После визита в Веймар он начал получать просьбы от граждан Восточной Германии, которые просили защитить их от властей. Обычно Томас переправлял эти письма писателю Иоганнесу Бехеру, которого знал в двадцатые и который был близок к властям на Востоке. Томас гадал, как поступил бы Генрих, живи он на содержании восточногерманского правительства. Ему хотелось думать, что в Восточной Германии брат оставался бы таким же бескомпромиссным, каким был всегда.
Когда в антикоммунистическом журнале вышла статья под заголовком «Моральное затмение Томаса Манна», в которой его называли «американским попутчиком номер один», именно Агнес Мейер обратила его внимание на эту публикацию.
– Всех, кто с вами связан, просили вас защитить, – сказала она.
– Я не попутчик. Я не поддерживаю коммунистов.
– Одних слов недостаточно. Сейчас не время увиливать. Грядет новая война, и это война против коммунизма.
– Я противник коммунизма.
– Поэтому вы посетили Восточную Германию и вас там чествовали как героя?
Когда отель в Беверли-Хиллз отказался проводить мероприятие с его участием под предлогом того, что Томас – коммунист, он уже не мог обвинить Генриха с Клаусом в том, что они чернят его репутацию человека хладнокровного и разумного. Бесполезно было обвинять в этом Брехта, который жил в Восточном Берлине. Томас решил, что ниже его достоинства заявлять в газетах, что никакой он не коммунист. Гораздо сильнее его тревожила мысль, что в современной Америке он утратил не только моральный авторитет, но и статус знаменитости.
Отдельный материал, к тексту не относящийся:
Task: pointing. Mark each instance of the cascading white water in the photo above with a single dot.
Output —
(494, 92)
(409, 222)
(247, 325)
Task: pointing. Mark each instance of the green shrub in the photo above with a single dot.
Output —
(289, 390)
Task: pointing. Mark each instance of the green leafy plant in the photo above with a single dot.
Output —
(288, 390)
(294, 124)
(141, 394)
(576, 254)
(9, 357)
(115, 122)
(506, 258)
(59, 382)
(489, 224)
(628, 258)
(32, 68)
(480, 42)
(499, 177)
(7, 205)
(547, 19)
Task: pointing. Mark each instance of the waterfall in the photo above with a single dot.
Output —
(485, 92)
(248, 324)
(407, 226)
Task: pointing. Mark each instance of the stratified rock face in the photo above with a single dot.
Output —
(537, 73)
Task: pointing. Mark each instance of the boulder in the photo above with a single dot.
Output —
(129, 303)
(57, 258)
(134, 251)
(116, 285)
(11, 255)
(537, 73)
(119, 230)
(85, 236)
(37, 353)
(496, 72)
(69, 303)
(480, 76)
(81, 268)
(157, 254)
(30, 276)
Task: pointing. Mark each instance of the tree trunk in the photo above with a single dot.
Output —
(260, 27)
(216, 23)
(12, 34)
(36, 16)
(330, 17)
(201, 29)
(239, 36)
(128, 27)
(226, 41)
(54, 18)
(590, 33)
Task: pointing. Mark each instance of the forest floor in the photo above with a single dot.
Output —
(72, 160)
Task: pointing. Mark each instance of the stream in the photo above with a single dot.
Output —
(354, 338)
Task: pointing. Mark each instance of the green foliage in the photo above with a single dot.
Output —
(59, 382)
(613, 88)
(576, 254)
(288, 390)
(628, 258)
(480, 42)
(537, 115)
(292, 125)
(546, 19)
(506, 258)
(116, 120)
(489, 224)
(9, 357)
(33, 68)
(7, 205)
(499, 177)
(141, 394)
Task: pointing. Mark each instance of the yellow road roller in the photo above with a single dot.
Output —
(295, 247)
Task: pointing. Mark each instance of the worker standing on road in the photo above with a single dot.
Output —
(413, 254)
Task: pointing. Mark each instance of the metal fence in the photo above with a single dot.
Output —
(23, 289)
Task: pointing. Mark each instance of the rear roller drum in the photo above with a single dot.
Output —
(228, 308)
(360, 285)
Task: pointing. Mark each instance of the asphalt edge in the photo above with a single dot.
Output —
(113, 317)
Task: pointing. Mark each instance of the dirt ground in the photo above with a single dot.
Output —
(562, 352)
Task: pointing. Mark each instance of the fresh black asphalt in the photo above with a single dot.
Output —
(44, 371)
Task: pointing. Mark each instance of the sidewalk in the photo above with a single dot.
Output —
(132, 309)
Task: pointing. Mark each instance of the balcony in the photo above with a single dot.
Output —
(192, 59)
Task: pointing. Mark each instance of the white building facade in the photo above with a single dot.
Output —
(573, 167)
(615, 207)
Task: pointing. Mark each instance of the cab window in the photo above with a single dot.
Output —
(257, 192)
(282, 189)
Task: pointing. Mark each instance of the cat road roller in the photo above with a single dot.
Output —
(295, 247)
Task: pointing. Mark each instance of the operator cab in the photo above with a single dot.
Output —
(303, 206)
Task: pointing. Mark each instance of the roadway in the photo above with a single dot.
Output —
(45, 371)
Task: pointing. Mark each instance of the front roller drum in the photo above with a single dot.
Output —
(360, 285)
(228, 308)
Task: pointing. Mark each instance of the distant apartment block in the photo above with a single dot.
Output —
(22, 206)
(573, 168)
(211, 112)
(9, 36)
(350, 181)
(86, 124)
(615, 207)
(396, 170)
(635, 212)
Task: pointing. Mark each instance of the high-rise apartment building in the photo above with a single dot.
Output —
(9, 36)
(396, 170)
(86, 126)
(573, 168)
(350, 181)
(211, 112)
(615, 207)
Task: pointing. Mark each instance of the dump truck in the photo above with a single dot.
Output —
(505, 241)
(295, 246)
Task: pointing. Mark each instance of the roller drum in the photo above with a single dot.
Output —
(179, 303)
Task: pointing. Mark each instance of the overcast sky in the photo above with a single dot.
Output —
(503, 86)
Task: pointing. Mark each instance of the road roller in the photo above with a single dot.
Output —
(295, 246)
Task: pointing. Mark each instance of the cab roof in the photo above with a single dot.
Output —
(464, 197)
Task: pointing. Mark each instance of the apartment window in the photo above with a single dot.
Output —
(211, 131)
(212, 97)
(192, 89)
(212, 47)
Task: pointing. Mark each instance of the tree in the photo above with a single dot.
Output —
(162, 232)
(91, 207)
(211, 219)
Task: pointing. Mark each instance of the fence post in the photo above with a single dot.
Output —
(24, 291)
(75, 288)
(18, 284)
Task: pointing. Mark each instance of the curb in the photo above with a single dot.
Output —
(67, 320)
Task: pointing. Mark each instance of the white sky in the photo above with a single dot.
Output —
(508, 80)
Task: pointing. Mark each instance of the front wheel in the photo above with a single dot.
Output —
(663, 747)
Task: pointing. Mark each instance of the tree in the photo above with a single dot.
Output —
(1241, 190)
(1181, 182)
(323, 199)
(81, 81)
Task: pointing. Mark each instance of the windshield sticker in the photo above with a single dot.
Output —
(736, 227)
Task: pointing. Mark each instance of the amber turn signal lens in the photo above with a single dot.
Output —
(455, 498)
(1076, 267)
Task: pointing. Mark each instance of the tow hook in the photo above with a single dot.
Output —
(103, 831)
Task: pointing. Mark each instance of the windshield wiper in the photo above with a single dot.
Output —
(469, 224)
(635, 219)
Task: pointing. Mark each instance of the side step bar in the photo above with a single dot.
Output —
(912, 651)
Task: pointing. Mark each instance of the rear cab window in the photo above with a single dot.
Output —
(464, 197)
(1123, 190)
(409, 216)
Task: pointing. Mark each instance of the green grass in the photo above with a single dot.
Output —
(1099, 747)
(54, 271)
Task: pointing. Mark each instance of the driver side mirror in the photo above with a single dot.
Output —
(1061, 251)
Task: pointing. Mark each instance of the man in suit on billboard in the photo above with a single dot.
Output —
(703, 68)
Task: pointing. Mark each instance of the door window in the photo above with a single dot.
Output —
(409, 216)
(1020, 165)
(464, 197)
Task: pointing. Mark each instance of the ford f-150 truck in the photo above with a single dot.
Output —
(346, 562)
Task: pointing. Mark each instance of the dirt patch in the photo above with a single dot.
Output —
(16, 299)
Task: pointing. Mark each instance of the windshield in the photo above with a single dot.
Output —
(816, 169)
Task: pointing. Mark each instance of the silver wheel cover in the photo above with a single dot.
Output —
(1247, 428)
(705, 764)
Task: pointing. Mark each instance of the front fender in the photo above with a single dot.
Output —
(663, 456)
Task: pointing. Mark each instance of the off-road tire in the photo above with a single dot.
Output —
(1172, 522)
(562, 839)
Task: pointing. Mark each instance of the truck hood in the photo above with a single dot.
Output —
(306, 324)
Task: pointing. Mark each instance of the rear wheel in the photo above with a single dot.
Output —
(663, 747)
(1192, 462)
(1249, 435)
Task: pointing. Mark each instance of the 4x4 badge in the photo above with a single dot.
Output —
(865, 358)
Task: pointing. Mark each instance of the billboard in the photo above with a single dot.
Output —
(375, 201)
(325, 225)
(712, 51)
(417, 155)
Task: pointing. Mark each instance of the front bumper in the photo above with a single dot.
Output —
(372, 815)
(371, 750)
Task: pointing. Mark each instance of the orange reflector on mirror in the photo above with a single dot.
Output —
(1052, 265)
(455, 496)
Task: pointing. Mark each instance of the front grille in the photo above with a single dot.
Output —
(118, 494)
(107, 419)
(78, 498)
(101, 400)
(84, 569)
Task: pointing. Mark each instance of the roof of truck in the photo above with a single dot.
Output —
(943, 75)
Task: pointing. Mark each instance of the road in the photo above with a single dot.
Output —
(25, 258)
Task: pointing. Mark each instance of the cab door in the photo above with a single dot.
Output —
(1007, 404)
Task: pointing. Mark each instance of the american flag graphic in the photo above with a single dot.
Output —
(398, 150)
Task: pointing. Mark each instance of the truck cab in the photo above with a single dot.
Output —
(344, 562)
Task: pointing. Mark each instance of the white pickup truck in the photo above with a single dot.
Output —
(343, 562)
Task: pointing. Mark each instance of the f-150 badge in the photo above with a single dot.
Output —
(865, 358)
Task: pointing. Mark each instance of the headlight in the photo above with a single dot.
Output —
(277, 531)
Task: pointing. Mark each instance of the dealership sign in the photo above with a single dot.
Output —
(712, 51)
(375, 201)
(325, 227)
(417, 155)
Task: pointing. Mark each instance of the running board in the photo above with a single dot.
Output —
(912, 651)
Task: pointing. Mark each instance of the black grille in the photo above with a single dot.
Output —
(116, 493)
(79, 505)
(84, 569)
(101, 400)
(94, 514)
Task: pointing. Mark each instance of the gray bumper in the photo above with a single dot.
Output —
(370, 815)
Это развязывало ему руки. Будь живы Клаус и Генрих, они критиковали бы инфантилизм, распространявшийся в американском обществе. А теперь и он мог себе это позволить, и тем смелее, чем непримиримее становились его критики. Например, посетить обед по случаю дня рождения У. Э. Б. Дюбуа[16]
или подписать петицию в защиту супругов Розенберг. Если бы захотел, он мог бы послать поздравления по случаю дня рождения даже Иоганнесу Бехеру и подвергнуться осуждению палаты представителей, которая напомнила бы ему, что второй раз неблагодарных к столу не зовут.Катя, как она говорила, по пронзительному тону звонка всегда угадывала, что звонит Агнес Мейер. В таких случаях она велела брать трубку Эрике. Та начинала с копирования отцовского голоса, позволяя миссис Мейер некоторое время распространяться о политических новостях, которые Томас одобрял или не одобрял, затем со смехом признавалась, что на проводе Эрика – та самая особа, к которой Агнес относилась с открытым презрением.
В последний раз Агнес спросила ее:
– Почему вы не возвращаетесь в Германию?
В тот вечер Эрика устроила непристойное представление, излагая голосом Агнес Мейер ее политические взгляды вперемешку с сексуальными фантазиями, особенно подчеркивая, как ей хочется, чтобы Волшебник сжал ее в объятиях и ублажил своим магическим жезлом.
Однако к идее вернуться в Германию следовало отнестись с большим вниманием. Когда сотрудники ФБР снова пришли к Эрике, она потеряла терпение.
– Да, я сказала им, что я лесбиянка. Разумеется, я лесбиянка! А как они думали? Лесбиянками были королева Виктория, Элеонора Рузвельт, Мэй Уэст и Дорис Дэй. Они это проглотили, пока я не добралась до Дорис Дей, и тогда один из них заявил: «Нет, мэм, Дорис Дэй – нормальная американская женщина». Я так хохотала, что ему пришлось принести мне стакан воды. Когда он вышел, его коллега сказал, что они будут против предоставления мне американского гражданства и если я покину страну, то могу больше в нее не въехать.